Welcome!
Email: jjian [at] scripps [dot] edu
Hi there! I’m Jinglin Jian (简靖琳), a PhD student at Scripps Research by the beautiful ocean 🏖️ at San Diego, CA. I’m deeply grateful to be supported by the Kellogg Fellowship, a three-year endowed award generously funded by the Kellogg family and The ALSAM Foundation.
I received my master’s degree from the School of Information Sciences at the University of Illinois at Urbana-Champaign, where I had the opportunity to work closely with Professor Qingyun Wang, Professor Haohan Wang, and Professor Ge Liu. Previously, I studied B.S. in Computer Science and Education at Beijing Normal University, with a dual B.Econ. degree in Economics from Peking University. I have a general interest in how people learn[1] and how computers transform human thinking[2].
I’m also the founder of the AI × Science Club, a student-led local community exploring how AI is reshaping scientific discovery. We’re still growing and building things out, so if this sounds interesting to you, come join us on Slack — we’d love to have you!
News
- Feb 2026: Founded the AI × Science Club at Scripps Research. We’re still building, if you’re interested, come join us on Slack!
- Feb 2026: Rotating in Bryan Briney’s lab, working on antibody language models.
- Dec 2025: Tutorial on “Human-AI Co-Discovery” submitted to ACL 2026.
- Dec 2025: Survey paper “Exploring Agentic Multimodal LLMs for AI Scientists” published on TechRxiv.
- Oct 2025: Selected for the three-year Kellogg Fellowship at Scripps Research. See here.
- Aug 2025: Started PhD study at Scripps Research, rotating in Stefano Forli’s lab.
- May 2025: Graduated from UIUC with MS in Information Sciences.
- Nov 2024: Two papers accepted to IEEE BigData 2024, including one as first author.
Research Interests
I am broadly interested in AI for Science.
RI1. Generative Models for BioMedicine. Developing generative models for biomedical applications. Currently learning diffusion models and flow matching, and working with different architectures on antibody sequence data.
RI2. Agentic Multimodal Large Language Models for Scientific Discovery. Recently working on Agentic AI Scientist for different biomedical discovery processes.
Publications and Conferences

The AI Scientist in Health: Potential, Challenges, and the Road Ahead
Advised by Prof. Qingyun Wang (William & Mary) and Prof. Qingyu Chen (Yale)
A paper discussing the potential, challenges, and future direction of AI Scientists in health systems.

Allosterically Inhibiting Pseudomonas aeruginosa's Polyphosphate Kinase 2A by Disrupting Its Oligomerization
Constanza Torres-Paris, Madeline G. Ammend, Joseph Agha, Jinglin Jian, Matthew Holcomb, Stefano Forli, Lisa R. Racki
Performed virtual screening of 2.4 million compounds against Ppk2A mutant proteins using AutoDock-GPU and identified preliminary hit candidates.

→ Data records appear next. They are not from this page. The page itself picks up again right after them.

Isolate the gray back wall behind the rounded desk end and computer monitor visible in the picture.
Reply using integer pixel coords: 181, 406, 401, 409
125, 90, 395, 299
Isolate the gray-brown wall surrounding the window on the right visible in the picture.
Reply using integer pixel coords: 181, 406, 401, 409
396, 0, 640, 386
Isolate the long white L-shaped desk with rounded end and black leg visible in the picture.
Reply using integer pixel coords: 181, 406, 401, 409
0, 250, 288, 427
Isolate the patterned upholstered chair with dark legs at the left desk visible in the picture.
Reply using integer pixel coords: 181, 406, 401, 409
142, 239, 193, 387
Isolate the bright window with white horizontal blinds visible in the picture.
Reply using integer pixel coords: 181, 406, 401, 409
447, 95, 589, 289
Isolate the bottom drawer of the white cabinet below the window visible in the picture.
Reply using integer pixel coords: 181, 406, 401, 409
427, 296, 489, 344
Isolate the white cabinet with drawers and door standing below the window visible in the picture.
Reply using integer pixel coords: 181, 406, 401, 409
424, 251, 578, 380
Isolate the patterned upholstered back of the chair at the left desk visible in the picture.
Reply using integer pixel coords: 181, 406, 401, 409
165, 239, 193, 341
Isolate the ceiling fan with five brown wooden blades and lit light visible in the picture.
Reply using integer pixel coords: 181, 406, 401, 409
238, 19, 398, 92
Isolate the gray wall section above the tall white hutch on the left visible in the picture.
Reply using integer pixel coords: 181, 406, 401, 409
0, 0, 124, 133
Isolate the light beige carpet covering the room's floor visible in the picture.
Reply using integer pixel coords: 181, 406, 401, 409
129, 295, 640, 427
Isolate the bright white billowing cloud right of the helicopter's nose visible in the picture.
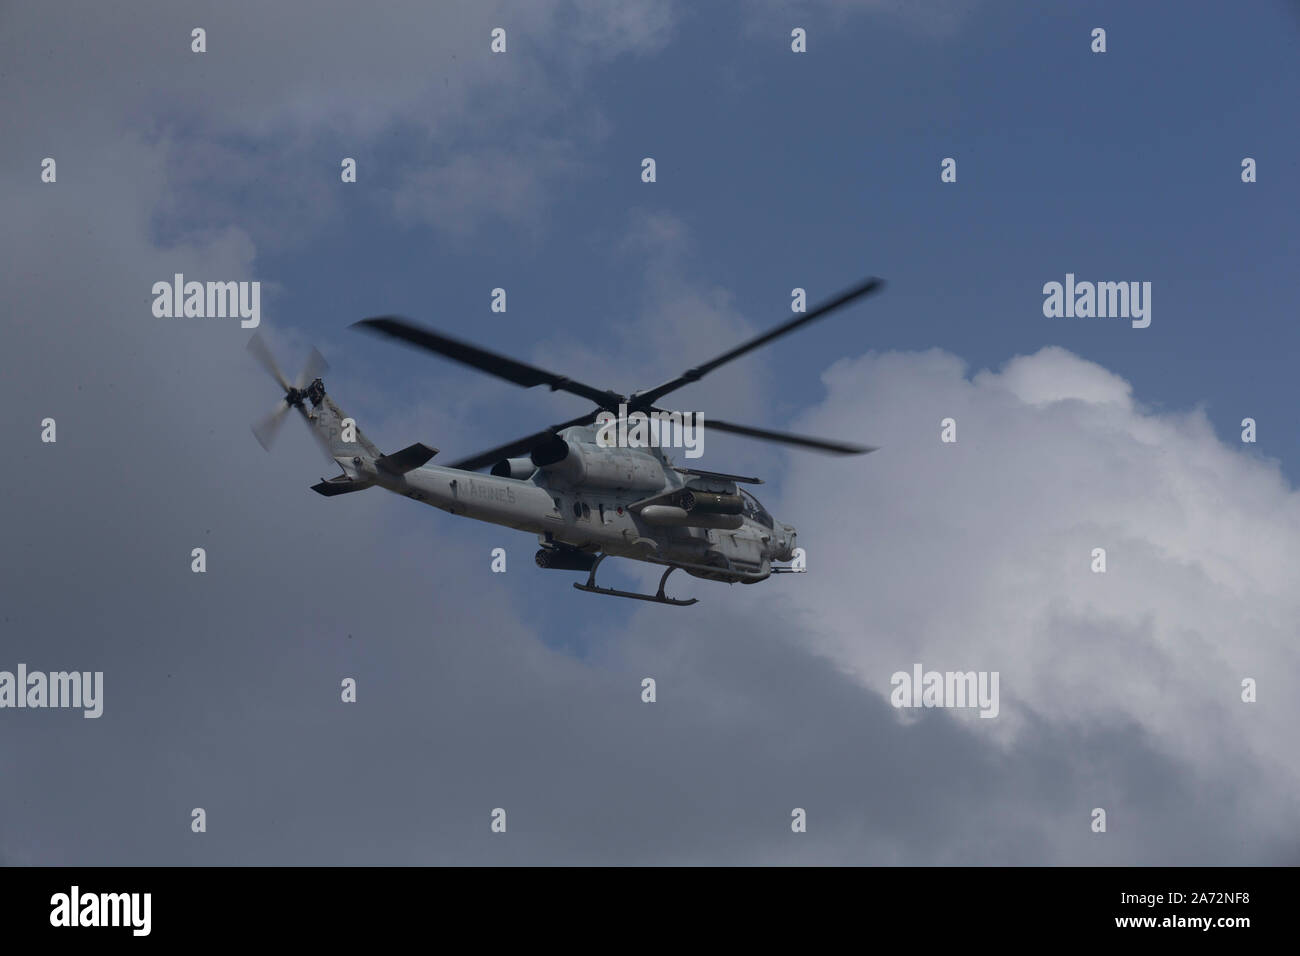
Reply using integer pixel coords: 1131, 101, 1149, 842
783, 347, 1300, 821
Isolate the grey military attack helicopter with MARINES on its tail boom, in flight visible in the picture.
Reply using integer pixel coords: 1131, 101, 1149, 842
248, 278, 884, 606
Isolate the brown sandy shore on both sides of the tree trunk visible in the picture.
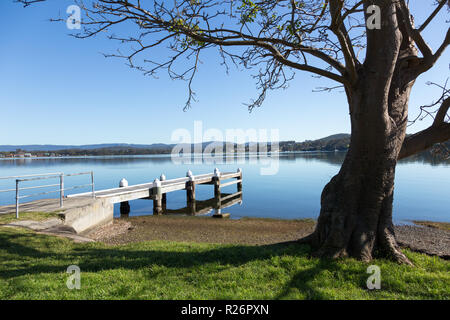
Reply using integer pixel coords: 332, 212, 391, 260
87, 216, 450, 259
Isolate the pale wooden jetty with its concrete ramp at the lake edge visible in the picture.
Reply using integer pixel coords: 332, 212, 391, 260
0, 169, 242, 234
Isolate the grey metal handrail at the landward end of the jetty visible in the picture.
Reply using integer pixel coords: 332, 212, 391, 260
0, 171, 95, 218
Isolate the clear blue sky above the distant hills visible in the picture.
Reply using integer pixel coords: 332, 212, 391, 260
0, 0, 450, 145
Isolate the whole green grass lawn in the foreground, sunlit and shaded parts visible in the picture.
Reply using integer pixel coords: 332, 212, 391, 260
0, 228, 450, 299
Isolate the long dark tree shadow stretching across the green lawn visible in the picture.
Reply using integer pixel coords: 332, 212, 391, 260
0, 229, 352, 299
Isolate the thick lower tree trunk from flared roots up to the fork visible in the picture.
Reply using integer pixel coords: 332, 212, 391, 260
310, 79, 412, 264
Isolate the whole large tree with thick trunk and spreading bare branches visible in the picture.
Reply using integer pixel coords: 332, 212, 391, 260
17, 0, 450, 264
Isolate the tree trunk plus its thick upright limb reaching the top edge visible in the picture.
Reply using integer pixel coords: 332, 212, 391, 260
303, 1, 417, 264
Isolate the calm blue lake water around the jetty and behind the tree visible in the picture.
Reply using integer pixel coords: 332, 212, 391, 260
0, 152, 450, 223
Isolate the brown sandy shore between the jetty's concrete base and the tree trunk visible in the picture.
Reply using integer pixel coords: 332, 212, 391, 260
88, 216, 314, 245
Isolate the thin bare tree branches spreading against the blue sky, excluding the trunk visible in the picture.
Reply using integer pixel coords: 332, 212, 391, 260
15, 0, 450, 128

Tutorial: Human-AI Co-Discovery
Qingyun Wang, Wenpeng Yin, Lifu Huang, Yi R. (May) Fung, Jinglin Jian, Xuehang Guo, Ruochen Li
This tutorial is currently under submission to ACL 2026.

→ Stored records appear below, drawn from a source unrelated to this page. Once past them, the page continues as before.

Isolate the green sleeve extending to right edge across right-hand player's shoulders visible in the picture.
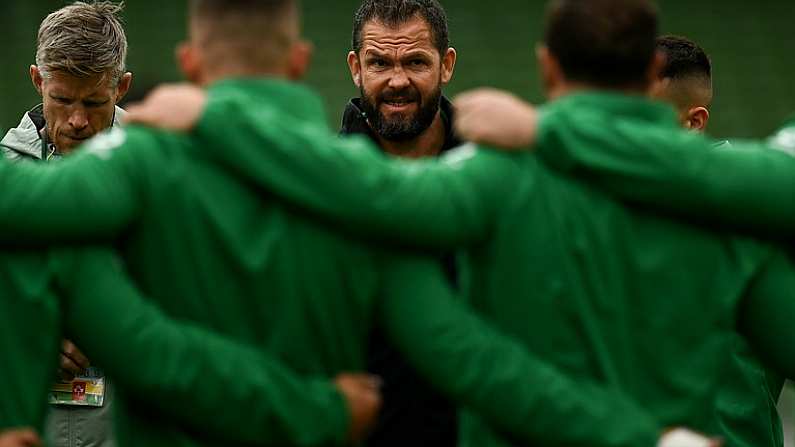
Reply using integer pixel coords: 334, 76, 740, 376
537, 116, 795, 236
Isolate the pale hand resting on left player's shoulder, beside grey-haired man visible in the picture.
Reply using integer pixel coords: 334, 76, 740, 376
124, 84, 207, 132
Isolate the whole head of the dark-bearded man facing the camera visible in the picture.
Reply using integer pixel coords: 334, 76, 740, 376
348, 0, 456, 141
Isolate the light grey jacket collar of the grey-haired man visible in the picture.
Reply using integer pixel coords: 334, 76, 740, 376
0, 104, 127, 160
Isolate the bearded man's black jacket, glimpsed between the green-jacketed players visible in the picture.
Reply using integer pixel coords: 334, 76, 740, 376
340, 97, 461, 447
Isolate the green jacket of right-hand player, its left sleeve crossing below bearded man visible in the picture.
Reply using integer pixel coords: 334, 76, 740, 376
188, 86, 795, 445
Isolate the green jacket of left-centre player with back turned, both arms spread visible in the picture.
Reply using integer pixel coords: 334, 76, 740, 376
0, 80, 662, 447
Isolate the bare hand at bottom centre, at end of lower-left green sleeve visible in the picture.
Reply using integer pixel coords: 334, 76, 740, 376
334, 374, 381, 443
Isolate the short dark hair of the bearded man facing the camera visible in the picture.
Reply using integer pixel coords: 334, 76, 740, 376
352, 0, 450, 55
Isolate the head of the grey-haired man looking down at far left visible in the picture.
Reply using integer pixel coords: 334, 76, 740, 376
30, 2, 132, 152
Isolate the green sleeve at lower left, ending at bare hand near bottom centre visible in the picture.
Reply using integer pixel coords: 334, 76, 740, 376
58, 249, 349, 446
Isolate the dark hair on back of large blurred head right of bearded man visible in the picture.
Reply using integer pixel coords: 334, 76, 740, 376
545, 0, 658, 87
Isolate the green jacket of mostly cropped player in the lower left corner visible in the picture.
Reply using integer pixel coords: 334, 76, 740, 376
0, 249, 347, 443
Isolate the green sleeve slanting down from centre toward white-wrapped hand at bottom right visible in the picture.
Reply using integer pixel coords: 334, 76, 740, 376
380, 254, 662, 447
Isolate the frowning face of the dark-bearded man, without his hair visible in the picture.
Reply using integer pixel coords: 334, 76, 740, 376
348, 17, 455, 141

Patient Outcome Predictions via A Multimodal Language Model for Electronic Health Records
Zihan Li, Jinglin Jian, Chundian Li, Jinxia Yao, Jin Chen, Yang Zhang
Early prediction of mortality risk and hospital length of stay is critical. We propose a multimodal framework that integrates full-text clinical note embeddings and time-stamped physiological data to jointly model patient outcomes.


Toward a Team of AI-made Scientists for Scientific Discovery from Gene Expression Data
Haoyang Liu, Yijiang Li, Jinglin Jian, Yuxuan Cheng, Jianrong Lu, Shuyi Guo, Jinglei Zhu, Mianchen Zhang, Miantong Zhang, Haohan Wang
ML can discover disease-predictive genes from gene expression data. We introduced the Team of AI-made Scientists (TAIS), a LLM-based framework for automatic streamlining ML analysis. TAIS consists of simulated roles, including a project manager, data engineer, and domain expert.
Selected Projects

The Impact of Productive Failure on Learning Performance and Cognitive Load: Using Hypervideo to Facilitate Online Interactions
Xiaojie Niu, Jingjing Zhang, Kate M. Xu, Xuan Wang
Productive failure is an instructional approach that uses students’ cognitive conflicts to enhance their learning. This experimental study investigated the effect of productive failure in a hypervideo environment.